Using his real name Vittorio Di Naro, Ormond directed this film (and wrote it, too). It starts with Vicky (Vicki Caron, her only role; she's a buxom redhead who seems like someone I would have pined over in my twenties. Who am I lying, if I were single, I'd be putting her through trade school) being assaulted as a teen.

Before we can reflect on what has happened, the movie goes into mondo territory and begins showing us the history of hypnotism, which is really an excuses to show us primitive cultures who still do things like rolling in glass and walking across fire. Yes, this film will have the theme of hypnosis in it, but there's no reason for this footage and by that, I mean that I love that this footage is in this film.

Then, without any warning, we go from a drawing of a man with a one hundred pound plus tumor in his scrotum to watch an actual open heart surgery procedure. Some horror films use Val Lewton's blueprint for suspense. Ron Ormond just lures you in with the promise that this is a sex movie and then punches you in the stomach with some of the sickest surgical footage possible.

Now, the movie can really begin.

Vicky is supposedly a real person and this story really happened, which is also the kind of thing that I demand in nearly everything I watch. She has some hang-ups because of the aforementioned assault which lead to her never allowing her new husband to touch her. Or maybe it's because her mother (Ruth Blair, who unfortunately only did this movie) wants her daughter to keep on being her wingwoman.

This all leads Vicky to a therapist named Bill, who is played by Lash La Rue of all people. Yes, the very same cowboy actor who starred in eleven films from 1948 to 1951 in which he dressed all in black and used a bullwhip to stop bad guys. In 1952, Lash's comic book adventures sold nearly 12 million copies, but a decade later and we have our hero appearing as a kindly doctor instead of a man in black battling bad guys.

La Rue is the perfect person for the Ron Ormond orbit, as he became born again and did church ministry after being a movie star. He also disappeared for most of the 70s, as he took the role of teh villain in the movie Hard on the Trail without realizing that it was an adult movie. To repent, he was a missionary for ten years before showing up in movies like The Dark Power and Alien Outlaw.

Lash appears on the back cover of the Johnny Cash and Waylon Jennings album "Heroes."

In order to determine exactly why Vickie won't let her husband near her, he brings in real-life hypnotist Ormond McGill to figure out the answers. At some point in the 50s, Ormond had spent in Asia with McGill in Asia researching and writing the book Religious Mysteries of the Orient/Into the Strange Unknown. They also wrote The Master Method of Hypnosis, The Art of Meditation and The Magical Pendulum of the Orient together; one wonders whether Ron gave it all up once he found God. McGill was such a mentor to Ron that he took his stage name from the man.

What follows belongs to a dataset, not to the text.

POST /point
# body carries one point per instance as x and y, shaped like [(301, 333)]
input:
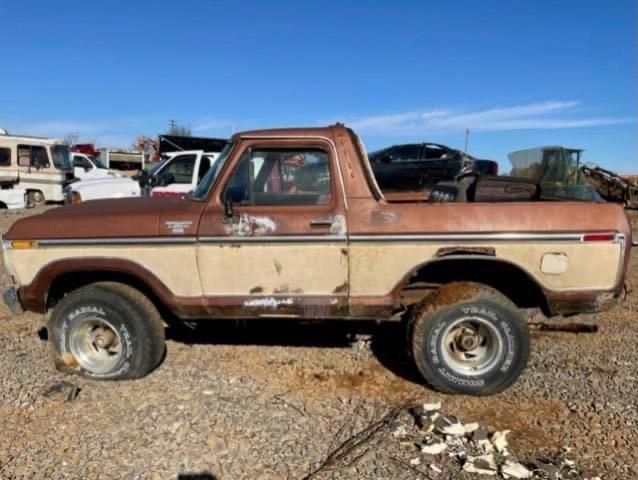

Despite the title, this film really does care about its subjects and how Vickie is damaged because of how she feels for her husband but can't bring herself to care for him sexually. It's a surprisingly deep topic for when this movie was made (shot in 1959, released in 1963).

There are also musical numbers by the Mulcay Brothers.

This movie plays like a mixtape for the mentally disturbed. I loved every single moment of it.